Fast fashion: easy to buy, easier to throw away

The stylishly minded are advised to look in the mirror before leaving the house and remove one item. In the world of disposable fast fashion, it is likely to end up in a landfill site.

Last month, fashion representatives met at the UN Climate Conference to discuss waste reduction. The volume of garments created makes change difficult. A report from the US National Institute of Standards and Technology notes that fashion brands produce twice as much as they did 20 years ago. Much of that is comprised of cheap garments in the near $100bn fast fashion market.

About 50bn items of clothing are estimated to be thrown away within one year of production. Recycling is labour-intensive. Buttons and zips must be removed and fibres separated. It is far easier to use new plastics.

Chart showing waste generated by the fashion industry by material from 1960 to 2018. Annual total has increased from 35mn tons to 136mn tons over than period. With Textiles having the highest compound annual growth rate at 4%

The result is vast piles of unwanted polyester.
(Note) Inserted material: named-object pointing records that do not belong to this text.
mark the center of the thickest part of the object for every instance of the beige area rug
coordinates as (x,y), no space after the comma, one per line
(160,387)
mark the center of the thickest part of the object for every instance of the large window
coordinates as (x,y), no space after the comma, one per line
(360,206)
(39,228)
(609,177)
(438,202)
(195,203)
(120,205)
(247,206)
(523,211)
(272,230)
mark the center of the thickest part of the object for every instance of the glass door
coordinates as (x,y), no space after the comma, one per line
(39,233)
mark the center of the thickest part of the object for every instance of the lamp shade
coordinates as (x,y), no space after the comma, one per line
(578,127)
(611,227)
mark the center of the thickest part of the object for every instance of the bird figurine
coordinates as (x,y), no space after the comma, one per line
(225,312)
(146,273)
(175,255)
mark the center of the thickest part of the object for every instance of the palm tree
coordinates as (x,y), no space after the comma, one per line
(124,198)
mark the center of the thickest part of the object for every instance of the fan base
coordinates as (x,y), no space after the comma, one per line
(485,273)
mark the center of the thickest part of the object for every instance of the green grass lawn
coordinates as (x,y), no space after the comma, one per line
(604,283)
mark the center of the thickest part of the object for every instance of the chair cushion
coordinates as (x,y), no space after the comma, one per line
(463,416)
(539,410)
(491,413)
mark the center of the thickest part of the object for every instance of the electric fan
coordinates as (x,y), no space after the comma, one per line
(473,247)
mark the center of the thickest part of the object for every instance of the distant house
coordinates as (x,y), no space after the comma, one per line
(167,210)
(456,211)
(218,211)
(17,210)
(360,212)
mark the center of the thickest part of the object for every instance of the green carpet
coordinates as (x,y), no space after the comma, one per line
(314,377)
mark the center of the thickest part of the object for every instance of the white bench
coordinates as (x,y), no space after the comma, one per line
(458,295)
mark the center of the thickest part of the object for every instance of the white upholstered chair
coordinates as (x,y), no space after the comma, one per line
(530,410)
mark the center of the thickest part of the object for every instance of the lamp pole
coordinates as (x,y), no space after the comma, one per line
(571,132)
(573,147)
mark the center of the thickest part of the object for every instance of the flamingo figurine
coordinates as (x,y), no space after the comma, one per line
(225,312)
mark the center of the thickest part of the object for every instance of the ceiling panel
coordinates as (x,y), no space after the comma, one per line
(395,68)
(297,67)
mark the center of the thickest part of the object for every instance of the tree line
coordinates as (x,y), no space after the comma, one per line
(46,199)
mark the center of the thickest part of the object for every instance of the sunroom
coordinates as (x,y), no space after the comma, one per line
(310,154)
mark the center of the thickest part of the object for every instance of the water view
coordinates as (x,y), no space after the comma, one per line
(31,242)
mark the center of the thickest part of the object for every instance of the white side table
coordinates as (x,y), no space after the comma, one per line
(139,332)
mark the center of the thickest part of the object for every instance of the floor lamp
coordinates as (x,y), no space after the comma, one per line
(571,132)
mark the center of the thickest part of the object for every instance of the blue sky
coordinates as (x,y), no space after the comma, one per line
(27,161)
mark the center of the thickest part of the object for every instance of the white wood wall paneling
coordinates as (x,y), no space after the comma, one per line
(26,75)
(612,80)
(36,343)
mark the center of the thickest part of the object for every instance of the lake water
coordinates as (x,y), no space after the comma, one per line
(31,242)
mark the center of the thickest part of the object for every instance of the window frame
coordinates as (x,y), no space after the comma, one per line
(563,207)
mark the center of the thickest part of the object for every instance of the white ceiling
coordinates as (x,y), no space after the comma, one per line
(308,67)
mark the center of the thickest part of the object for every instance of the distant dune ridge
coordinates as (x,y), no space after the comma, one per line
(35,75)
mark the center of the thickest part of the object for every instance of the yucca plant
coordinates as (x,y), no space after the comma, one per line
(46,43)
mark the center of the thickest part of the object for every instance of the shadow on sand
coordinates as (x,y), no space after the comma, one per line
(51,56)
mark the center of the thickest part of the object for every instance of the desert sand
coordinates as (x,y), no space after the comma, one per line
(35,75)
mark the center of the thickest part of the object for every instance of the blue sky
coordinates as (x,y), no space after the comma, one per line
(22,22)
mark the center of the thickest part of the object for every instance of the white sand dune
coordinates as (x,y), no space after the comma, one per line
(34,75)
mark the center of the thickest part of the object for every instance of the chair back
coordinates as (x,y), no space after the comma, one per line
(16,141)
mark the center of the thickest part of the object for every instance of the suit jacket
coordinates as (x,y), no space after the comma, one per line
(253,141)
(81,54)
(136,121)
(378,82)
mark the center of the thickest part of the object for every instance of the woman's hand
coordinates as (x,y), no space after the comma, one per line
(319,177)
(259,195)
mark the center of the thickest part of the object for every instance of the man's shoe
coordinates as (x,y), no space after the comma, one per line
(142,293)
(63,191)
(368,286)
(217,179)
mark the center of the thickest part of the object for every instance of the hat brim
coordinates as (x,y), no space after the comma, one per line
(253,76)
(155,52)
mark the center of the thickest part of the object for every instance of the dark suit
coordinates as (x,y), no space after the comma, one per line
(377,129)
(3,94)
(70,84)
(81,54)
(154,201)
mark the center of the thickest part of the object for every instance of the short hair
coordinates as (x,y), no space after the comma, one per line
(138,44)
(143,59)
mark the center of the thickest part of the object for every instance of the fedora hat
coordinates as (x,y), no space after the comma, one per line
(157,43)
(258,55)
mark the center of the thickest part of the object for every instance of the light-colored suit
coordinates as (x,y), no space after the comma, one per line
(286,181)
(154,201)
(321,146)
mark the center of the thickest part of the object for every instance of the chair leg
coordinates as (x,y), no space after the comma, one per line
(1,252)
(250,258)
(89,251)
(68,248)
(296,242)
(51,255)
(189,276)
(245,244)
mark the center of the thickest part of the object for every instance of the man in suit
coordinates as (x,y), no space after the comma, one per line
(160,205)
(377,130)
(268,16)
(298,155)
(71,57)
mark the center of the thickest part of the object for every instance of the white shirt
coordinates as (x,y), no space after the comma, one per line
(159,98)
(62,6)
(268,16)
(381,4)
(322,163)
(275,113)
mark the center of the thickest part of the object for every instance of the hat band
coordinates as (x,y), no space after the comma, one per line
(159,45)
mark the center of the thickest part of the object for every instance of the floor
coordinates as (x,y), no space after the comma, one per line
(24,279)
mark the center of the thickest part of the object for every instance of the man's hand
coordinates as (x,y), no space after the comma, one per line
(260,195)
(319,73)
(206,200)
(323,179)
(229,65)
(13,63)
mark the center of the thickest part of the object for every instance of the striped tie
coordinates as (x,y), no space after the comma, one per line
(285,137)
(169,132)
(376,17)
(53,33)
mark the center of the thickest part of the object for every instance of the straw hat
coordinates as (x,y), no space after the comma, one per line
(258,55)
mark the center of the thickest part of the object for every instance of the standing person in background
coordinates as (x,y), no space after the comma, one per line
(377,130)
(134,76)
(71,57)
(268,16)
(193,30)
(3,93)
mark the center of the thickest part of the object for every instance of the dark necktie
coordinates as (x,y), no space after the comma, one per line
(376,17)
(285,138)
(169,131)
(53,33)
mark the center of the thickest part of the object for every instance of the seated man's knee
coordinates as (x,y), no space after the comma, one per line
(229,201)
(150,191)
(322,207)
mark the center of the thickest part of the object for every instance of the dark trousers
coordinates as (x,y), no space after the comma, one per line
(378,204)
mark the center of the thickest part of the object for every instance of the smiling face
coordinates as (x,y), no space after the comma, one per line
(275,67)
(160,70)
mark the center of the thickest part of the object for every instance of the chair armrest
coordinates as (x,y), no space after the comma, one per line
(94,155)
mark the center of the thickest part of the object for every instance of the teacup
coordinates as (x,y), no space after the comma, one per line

In the US, the volume of waste generated by textiles has grown almost 10-fold between 1960 and 2018 (the most recent year of complete data available), according to the Environmental Protection Agency. This is not simply the result of population growth. Per capita, textile waste has grown by more than 50 per cent.

Two-thirds of this will go to landfills, where it will sit for decades. Wool decomposes in a matter of months, putting nutrients back into the earth. Polyester is not biodegradable.

Fast fashion brands promise change. London-listed Boohoo boasts that it is using more recycled materials. Yet analysis of 10,000 fast fashion items by the Royal Society for Arts, Manufactures and Commerce last year found that the majority were still made from new plastics. Consumer spending restraints and rising labour costs suggest sustainability will not be a priority in 2023. McKinsey estimates that fashion sales could fall up to 2 per cent next year.

Industry solutions include lab-grown fibres. Reduced consumption would have a bigger impact. Instead of taking one item of clothing off before leaving the house, the solution is not to buy it in the first place.